Rzagalinski, I., Bogdanova, A., Raghuraman, B. K., Geertsma, E. R., Hersemann, L., Ziemssen, T., et al. (2022). FastCAT Accelerates Absolute Quantification of Proteins Using Multiple Short Nonpurified Chimeric Standards. Journal of proteome research, 21(6), 1408-1417. doi:10.1021/acs.jproteome.2c00014.

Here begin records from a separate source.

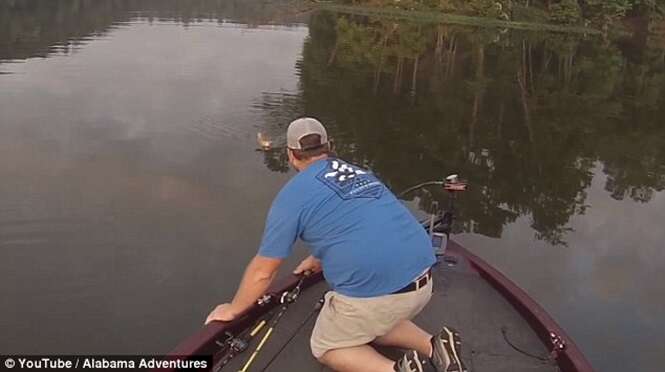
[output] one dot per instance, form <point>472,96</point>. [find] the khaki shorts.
<point>351,321</point>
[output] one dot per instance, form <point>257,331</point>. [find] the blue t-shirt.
<point>368,242</point>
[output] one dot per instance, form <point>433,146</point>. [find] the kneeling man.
<point>374,254</point>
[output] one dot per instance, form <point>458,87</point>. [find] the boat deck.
<point>462,299</point>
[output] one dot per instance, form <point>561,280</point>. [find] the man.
<point>374,254</point>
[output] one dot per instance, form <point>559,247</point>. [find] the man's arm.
<point>258,276</point>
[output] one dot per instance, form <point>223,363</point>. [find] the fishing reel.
<point>236,344</point>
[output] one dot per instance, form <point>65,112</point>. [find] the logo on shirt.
<point>350,182</point>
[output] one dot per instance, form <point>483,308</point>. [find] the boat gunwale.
<point>570,359</point>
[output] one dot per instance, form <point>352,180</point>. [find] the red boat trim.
<point>571,358</point>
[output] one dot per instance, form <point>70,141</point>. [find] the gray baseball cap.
<point>302,127</point>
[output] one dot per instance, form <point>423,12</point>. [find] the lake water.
<point>132,194</point>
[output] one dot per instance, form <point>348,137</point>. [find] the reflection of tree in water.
<point>34,28</point>
<point>524,116</point>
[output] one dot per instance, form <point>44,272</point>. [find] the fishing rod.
<point>235,345</point>
<point>317,308</point>
<point>286,299</point>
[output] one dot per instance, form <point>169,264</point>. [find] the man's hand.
<point>222,312</point>
<point>308,264</point>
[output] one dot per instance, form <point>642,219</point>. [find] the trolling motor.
<point>441,226</point>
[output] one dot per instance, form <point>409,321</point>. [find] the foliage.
<point>565,12</point>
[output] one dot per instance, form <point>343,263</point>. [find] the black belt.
<point>417,284</point>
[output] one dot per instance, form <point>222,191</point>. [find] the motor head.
<point>454,184</point>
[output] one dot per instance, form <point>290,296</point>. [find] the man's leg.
<point>407,335</point>
<point>358,358</point>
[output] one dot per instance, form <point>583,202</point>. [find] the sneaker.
<point>410,362</point>
<point>447,351</point>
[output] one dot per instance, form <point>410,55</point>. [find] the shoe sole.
<point>452,342</point>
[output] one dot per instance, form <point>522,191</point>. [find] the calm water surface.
<point>132,194</point>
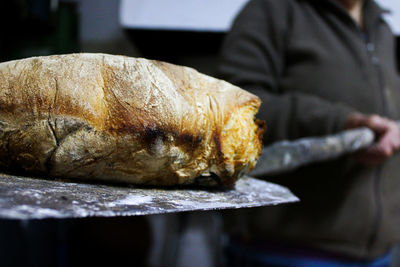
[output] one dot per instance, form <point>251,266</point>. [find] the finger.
<point>377,123</point>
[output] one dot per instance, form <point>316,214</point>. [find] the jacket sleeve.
<point>253,58</point>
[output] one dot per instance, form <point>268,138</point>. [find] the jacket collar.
<point>372,13</point>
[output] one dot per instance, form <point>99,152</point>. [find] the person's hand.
<point>387,137</point>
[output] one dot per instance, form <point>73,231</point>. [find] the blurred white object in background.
<point>204,15</point>
<point>393,18</point>
<point>193,15</point>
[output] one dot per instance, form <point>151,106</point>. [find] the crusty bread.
<point>115,118</point>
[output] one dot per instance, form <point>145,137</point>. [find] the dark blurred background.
<point>46,27</point>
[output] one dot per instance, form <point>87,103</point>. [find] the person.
<point>319,67</point>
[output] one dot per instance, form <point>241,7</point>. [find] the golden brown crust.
<point>98,116</point>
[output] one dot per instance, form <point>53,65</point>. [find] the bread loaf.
<point>115,118</point>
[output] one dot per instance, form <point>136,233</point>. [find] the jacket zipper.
<point>377,176</point>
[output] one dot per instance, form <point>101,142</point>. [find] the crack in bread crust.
<point>97,116</point>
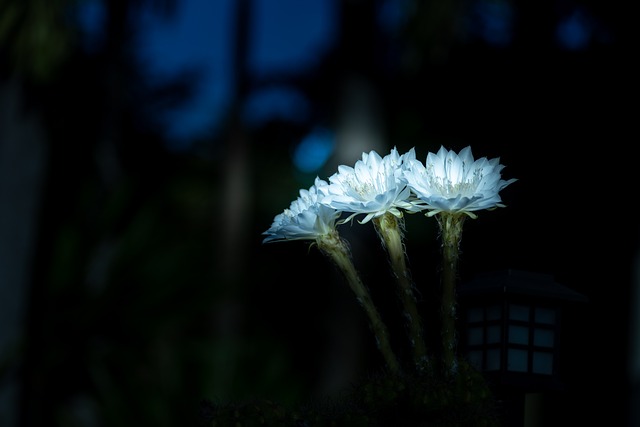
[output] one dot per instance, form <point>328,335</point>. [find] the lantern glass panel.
<point>494,312</point>
<point>518,334</point>
<point>474,336</point>
<point>493,359</point>
<point>517,360</point>
<point>475,359</point>
<point>475,314</point>
<point>519,312</point>
<point>543,337</point>
<point>493,334</point>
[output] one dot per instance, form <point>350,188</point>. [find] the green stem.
<point>451,233</point>
<point>388,228</point>
<point>337,250</point>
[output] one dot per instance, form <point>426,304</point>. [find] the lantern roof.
<point>518,282</point>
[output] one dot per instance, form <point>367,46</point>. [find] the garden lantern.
<point>511,327</point>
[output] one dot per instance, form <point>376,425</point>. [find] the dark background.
<point>141,271</point>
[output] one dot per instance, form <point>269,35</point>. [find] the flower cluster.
<point>451,186</point>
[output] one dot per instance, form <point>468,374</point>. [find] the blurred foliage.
<point>37,35</point>
<point>414,399</point>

Cite as: https://hdl.handle.net/21.11116/0000-000B-0345-4

Abstract

Absolute (molar) quantification of clinically relevant proteins determines their reference values in liquid and solid biopsies. The FastCAT (for Fast-track QconCAT) method employs multiple short (<50 kDa), stable-isotope labeled chimeric proteins (CPs) composed of concatenated quantotypic (Q)-peptides representing the quantified proteins. Each CP also comprises scrambled sequences of reference (R)-peptides that relate its abundance to a single protein standard (bovine serum albumin, BSA). FastCAT not only alleviates the need to purify CP or use sodium dodecyl sulfate-polyacrylamide gel electrophoresis (SDS-PAGE) but also improves the accuracy, precision, and dynamic range of the absolute quantification by grouping Q-peptides according to the expected abundance of the target proteins. We benchmarked FastCAT against the reference method of MS Western and tested it in the direct molar quantification of neurological markers in human cerebrospinal fluid at the low ng/mL level.